Só para se ter uma ideia, apenas na região, em dois anos, os consumidores de baixa renda deixaram de representar 67% da população, caindo para 64%. 

As famílias nordestinas são compostas, na maioria, por 4 a 5 pessoas (43%), de nível sócio econômico baixo (64%), e donas de casa mais jovens que buscam preço e promoção. Elas também compram, predominantemente, em canais tradicionais e atacados.

De acordo com o estudo, as marcas regionais têm grande destaque no Nordeste. Elas superam as nacionais com percentuais acima de dois dígitos, destacando-se em 7 das 12 categorias analisadas. As marcas regionais de água mineral e leite em pó, nos oito primeiros meses do ano, cresceram em volume 39,2% e 20,6%, contra 7,5% e 2,3% das nacionais, respectivamente. Muitos produtos são de empresas nacionais ou globais, mas as marcas são regionais para se adaptar ao perfil de consumo dessa região do País.
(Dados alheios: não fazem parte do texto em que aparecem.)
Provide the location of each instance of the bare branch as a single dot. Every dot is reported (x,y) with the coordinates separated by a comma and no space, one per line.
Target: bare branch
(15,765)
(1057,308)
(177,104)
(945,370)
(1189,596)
Esse fenômeno também é atribuído pela adequação das necessidades da região com preços mais competitivos (30% abaixo do mercado) e embalagens que priorizam o custo em relação ao benefício. Os fabricantes estão investindo na busca de clientes em um novo estágio de consumo. 

Nesse novo estágio de consumo, fatores como sofisticação e indulgência também começam a despontar e a influenciar os consumidores de classes mais baixas na hora da compra. Um exemplo fica com a categoria de papel higiênico no segmento de folha dupla, que cresceu em volume por volta de 40% comparado a 2009, tendo a região Nordeste como destaque. Já para a indulgência, a movimentação fica por conta dos biscoitos recheados. Em valores, a categoria de biscoitos (waffer, Maria, salgados, água e sal etc.) aumentou 4,2% em relação a 2009, sendo que os recheados contribuíram em 59% para esse crescimento.